Bitter high school rivals may have to become one

The Wrenshall girls basketball team huddled up in the middle of another loss in 2010. Photo: Bob Collins | MPR News

If I had to choose one of the more-than-10,000 NewsCut posts I’ve done since starting this blog, this would be the one: the girls’s basketball team at Wrenshall.

They’d just lost a game 65-0 and were the target of cruel jokes, mostly by people who shrink from the challenges these kids met with pride.

In the end, all they wanted to do was beat Carlton — the big high school rivalry in town. We all had them when we were kids.

But most of us never had to face what many high school rivalries in greater Minnesota have to face — becoming one with the hated rival.

It’s happening in Wrenshall and Carlton — maybe — according to the Duluth News Tribune today.

The two school boards will consider combining their districts later this month.

“Carlton is begging us to combine to get them out of the hole. If Carlton wants to combine, let them go to someone else. … Leave us alone,” Caroline Johnson of Wrenshall said at a public hearing last week.

The consolidated district could offer better programs, which will lead to better education, (Kevin Holm of architecture firm LHB) said. The consolidation would save a minimum of $1 million that can be used toward other educational opportunities or the facilities. If another foreign language is added into the curriculum, for instance, it would increase the consolidated district’s costs, but would also improve the district’s curriculum offerings, he explained.

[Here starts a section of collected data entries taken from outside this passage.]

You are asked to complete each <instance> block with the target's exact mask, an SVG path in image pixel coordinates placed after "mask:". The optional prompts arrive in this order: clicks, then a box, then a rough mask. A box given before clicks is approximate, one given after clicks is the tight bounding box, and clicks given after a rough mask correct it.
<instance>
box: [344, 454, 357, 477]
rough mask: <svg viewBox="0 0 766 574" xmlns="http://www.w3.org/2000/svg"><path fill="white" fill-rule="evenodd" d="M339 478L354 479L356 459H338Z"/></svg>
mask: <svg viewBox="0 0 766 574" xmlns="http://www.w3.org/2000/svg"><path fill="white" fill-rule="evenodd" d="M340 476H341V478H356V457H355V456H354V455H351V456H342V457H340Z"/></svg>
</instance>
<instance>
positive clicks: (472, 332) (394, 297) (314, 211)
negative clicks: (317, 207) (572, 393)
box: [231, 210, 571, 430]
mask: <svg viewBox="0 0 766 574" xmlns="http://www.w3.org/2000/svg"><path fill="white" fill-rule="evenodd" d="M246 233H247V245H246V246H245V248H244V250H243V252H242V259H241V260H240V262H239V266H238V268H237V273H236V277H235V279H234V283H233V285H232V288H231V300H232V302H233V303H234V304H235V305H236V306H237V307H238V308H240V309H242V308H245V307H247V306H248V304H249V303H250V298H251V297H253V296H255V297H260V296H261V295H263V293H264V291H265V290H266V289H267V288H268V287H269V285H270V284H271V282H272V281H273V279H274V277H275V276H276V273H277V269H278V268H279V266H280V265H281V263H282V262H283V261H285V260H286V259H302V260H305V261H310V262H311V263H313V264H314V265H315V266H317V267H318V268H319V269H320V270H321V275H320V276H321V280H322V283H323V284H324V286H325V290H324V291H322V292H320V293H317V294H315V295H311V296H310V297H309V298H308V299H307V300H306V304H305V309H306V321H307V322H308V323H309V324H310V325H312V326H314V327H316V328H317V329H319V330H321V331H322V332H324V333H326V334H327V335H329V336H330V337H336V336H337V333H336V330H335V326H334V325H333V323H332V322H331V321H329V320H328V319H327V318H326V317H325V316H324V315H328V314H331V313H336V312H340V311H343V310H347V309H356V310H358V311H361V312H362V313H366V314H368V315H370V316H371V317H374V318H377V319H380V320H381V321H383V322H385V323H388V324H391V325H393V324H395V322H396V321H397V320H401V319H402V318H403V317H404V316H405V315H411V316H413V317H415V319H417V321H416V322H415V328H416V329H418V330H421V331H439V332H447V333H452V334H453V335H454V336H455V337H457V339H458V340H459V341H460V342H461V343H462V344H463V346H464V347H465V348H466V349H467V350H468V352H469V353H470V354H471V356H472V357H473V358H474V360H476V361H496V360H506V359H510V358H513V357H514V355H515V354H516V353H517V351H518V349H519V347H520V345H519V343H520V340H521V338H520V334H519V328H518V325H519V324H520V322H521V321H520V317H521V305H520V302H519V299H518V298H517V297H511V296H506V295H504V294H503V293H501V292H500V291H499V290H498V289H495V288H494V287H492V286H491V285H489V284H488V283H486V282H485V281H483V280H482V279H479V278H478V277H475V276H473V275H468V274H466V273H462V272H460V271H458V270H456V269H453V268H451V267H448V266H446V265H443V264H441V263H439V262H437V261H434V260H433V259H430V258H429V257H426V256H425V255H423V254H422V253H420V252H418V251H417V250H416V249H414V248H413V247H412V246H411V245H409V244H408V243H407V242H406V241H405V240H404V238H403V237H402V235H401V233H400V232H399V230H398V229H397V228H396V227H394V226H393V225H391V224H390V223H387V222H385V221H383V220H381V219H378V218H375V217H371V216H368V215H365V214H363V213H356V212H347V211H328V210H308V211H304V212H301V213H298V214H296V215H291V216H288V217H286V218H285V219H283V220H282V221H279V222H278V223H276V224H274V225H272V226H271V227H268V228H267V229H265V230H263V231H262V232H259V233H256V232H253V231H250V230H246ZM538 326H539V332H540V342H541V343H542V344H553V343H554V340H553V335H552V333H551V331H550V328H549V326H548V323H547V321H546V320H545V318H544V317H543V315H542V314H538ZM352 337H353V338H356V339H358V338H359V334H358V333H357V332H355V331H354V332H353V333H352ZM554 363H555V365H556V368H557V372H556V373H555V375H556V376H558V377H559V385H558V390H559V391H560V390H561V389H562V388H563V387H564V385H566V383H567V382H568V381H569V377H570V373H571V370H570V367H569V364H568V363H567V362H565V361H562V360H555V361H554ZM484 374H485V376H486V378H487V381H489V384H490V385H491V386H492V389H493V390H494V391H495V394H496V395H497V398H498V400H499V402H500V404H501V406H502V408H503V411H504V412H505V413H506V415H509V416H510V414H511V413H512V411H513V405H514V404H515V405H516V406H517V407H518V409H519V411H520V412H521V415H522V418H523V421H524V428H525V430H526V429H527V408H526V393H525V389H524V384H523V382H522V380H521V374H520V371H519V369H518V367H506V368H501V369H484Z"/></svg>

Some Carlton parents say they support the consolidation because it could mean more educational offerings for students, with some parents saying they are planning to enroll their children elsewhere if the consolidation doesn’t occur.

Wrenshall alumnus Kyle Holmes recently moved from Carlton to Wrenshall and said that because of Carlton’s facilities and Wrenshall’s lack of educational opportunities, he is looking for the best education options for his children and is considering the Esko, Cloquet and Barnum school districts.

A consolidated school district could offer children more options that are “opportunities to grow” for students, he said. Parents are consumers with open enrollment options and he hopes both school districts see their limitations.

It probably makes sense in the long run.

And now might be the right time. Last month, the kids of Wrenshall beat Carlton, 41-to-34.